Question

A chord PQ of a circle of radius 10cm subtends an angle of \[{60^ \circ }\]at the center of the circle. Find the area of the major and minor segments of the circle.

Answer 1

Hint: A chord of a circle is the straight line drawn between the ends point of the circle where the diameter is the longest chord passing through the center joining both endpoints at the circumference. Segments are referred to as the region bounded by the chord of a circle. Whenever a cord is drawn for a circle it divides the circle into two parts and in the case of short chords circle are divide into two parts which are not equal in the region, the part having held greater region is the major segment of the circle where else part with lesser region is minor segments.

Complete step-by-step answer:
Radius \[r = 10cm\], Angle subtended \[\theta = {60^ \circ }\]

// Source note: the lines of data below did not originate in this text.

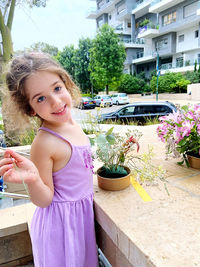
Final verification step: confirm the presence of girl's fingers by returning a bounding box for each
[4,149,24,163]
[0,157,15,167]
[0,164,14,177]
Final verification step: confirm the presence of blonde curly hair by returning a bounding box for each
[6,52,81,118]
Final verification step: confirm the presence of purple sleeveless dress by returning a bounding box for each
[30,127,98,267]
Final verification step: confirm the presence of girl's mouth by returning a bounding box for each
[52,105,67,115]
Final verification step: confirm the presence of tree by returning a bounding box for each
[30,42,58,57]
[89,24,126,95]
[73,37,92,93]
[0,0,47,64]
[55,45,76,79]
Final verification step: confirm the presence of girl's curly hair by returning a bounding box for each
[6,52,81,118]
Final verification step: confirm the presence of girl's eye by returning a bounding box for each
[37,96,46,103]
[55,86,61,92]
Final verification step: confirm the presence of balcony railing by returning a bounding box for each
[122,38,145,44]
[161,60,197,70]
[150,0,162,7]
[137,23,159,35]
[136,0,150,7]
[133,50,154,60]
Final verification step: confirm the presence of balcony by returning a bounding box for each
[132,50,155,63]
[114,24,132,35]
[160,60,196,74]
[132,0,152,19]
[123,38,145,48]
[149,0,184,13]
[137,23,159,38]
[86,7,98,19]
[86,0,116,19]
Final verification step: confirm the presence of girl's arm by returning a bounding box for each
[0,147,54,208]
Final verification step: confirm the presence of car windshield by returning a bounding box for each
[82,97,92,101]
[119,93,127,97]
[102,96,111,99]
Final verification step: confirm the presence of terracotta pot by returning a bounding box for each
[97,166,131,191]
[187,154,200,169]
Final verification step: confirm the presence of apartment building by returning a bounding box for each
[87,0,200,78]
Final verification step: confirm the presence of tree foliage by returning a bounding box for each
[0,0,48,63]
[30,42,58,56]
[89,24,126,94]
[118,73,150,94]
[55,45,76,78]
[183,71,200,84]
[73,37,93,93]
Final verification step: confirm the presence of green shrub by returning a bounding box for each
[118,74,143,94]
[150,72,190,93]
[183,71,200,84]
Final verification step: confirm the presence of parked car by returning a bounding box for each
[98,101,177,123]
[93,95,112,107]
[111,93,129,105]
[78,97,96,109]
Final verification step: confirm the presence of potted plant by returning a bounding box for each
[90,127,166,191]
[157,104,200,168]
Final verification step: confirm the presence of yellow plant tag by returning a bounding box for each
[130,176,152,202]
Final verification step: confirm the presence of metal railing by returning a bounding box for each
[121,38,145,45]
[150,0,163,7]
[160,61,197,70]
[137,23,159,35]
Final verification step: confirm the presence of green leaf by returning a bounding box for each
[106,134,115,145]
[106,127,114,136]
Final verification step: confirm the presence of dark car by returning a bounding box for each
[98,101,177,123]
[78,97,96,109]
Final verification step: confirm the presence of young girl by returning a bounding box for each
[0,53,99,267]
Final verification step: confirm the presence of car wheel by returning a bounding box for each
[116,101,119,105]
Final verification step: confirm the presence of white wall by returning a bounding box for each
[176,26,199,53]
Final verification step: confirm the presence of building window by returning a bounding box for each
[97,18,104,28]
[176,57,183,67]
[195,30,199,38]
[183,1,198,18]
[155,38,168,50]
[97,0,105,10]
[197,54,200,64]
[127,22,131,28]
[117,1,125,15]
[178,35,184,42]
[162,11,176,26]
[115,24,123,30]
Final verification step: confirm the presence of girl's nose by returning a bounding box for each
[50,95,61,107]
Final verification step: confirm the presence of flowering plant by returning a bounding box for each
[157,104,200,166]
[90,127,166,184]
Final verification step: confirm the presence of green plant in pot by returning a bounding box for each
[90,127,166,191]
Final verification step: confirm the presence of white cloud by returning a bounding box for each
[12,0,96,51]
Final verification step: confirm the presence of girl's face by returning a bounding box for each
[25,71,73,126]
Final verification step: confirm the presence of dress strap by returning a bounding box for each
[39,127,72,146]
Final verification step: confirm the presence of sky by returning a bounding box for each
[12,0,97,51]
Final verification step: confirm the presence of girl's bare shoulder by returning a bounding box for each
[31,130,58,158]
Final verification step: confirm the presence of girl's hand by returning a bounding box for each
[0,149,39,185]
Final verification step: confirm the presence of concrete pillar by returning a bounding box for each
[131,14,136,42]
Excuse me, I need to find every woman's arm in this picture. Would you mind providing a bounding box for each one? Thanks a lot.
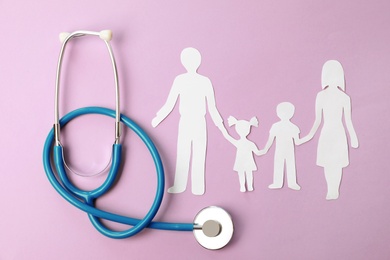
[293,132,303,145]
[344,96,359,148]
[300,93,323,143]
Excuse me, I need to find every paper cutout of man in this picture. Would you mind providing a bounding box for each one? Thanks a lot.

Let us find the area of the sector subtended by the sector OACB by using the formula \[\dfrac{\theta }{{360}}\pi {r^2}\]
\[
  \dfrac{\theta }{{360}}\pi {r^2} = \dfrac{{60}}{{360}} \times \pi \times {10^2} \\
   = \dfrac{1}{6} \times 3.14 \times 100 \\
   = 52.33c{m^2} \\
 \]
Now let us find the area of \[\vartriangle OAB\]which is the major segment of the sector, where
\[OA = OB = r = 10cm\]
\[\angle OAB = \angle OBA\] (\[OA = OB\])
We know the total internal angle of a triangle is equal to \[{180^ \circ }\], hence
\[
  \angle OAB + \angle OBA + \angle AOB = {180^ \circ } \\
  \angle OAB + \angle OBA = {180^ \circ } - {60^ \circ } \\
  2\left( {\angle OAB} \right) = {120^ \circ } \\
  \angle OAB = {60^ \circ } \\
 \]
Hence, we can say that \[\vartriangle OAB\]is an equilateral triangle, since
\[\angle OAB = \angle OBA = \angle AOB = {60^ \circ }\]
Hence, the area of the equilateral triangle with its side’s length $r$ is \[{A_e} = \dfrac{{\sqrt 3 }}{4}{r^2}\]
\[
  \dfrac{{\sqrt 3 }}{4}{r^2} = \dfrac{{\sqrt 3 }}{4} \times 10 \times 10 \\
   = 43.30c{m^2} \\
 \]
Now find the minor segment ABC which is equal to
Area of minor segment ABC = Area of sector OACB – Area of \[\vartriangle OAB\]
\[
  ABC = 52.33 - 43.30 \\
   = 9.03c{m^2} \\
 \]
Hence the area of major sector ADB will be equal to
Area of major segment= Area of the circle – Area of minor segment
\[
  ADB = \left( {\pi {r^2}} \right) - 9.03 \\
   = \left( {3.14 \times 10 \times 10} \right) - 9.03 \\
   = 314 - 9.03 \\
   = 304.97c{m^2} \\
 \]
Note: When a segment of a circle is divided by a chord then, the region which occupies the majority of the area is known as a major segment and that which occupies a minority of the area is known as a minor segment.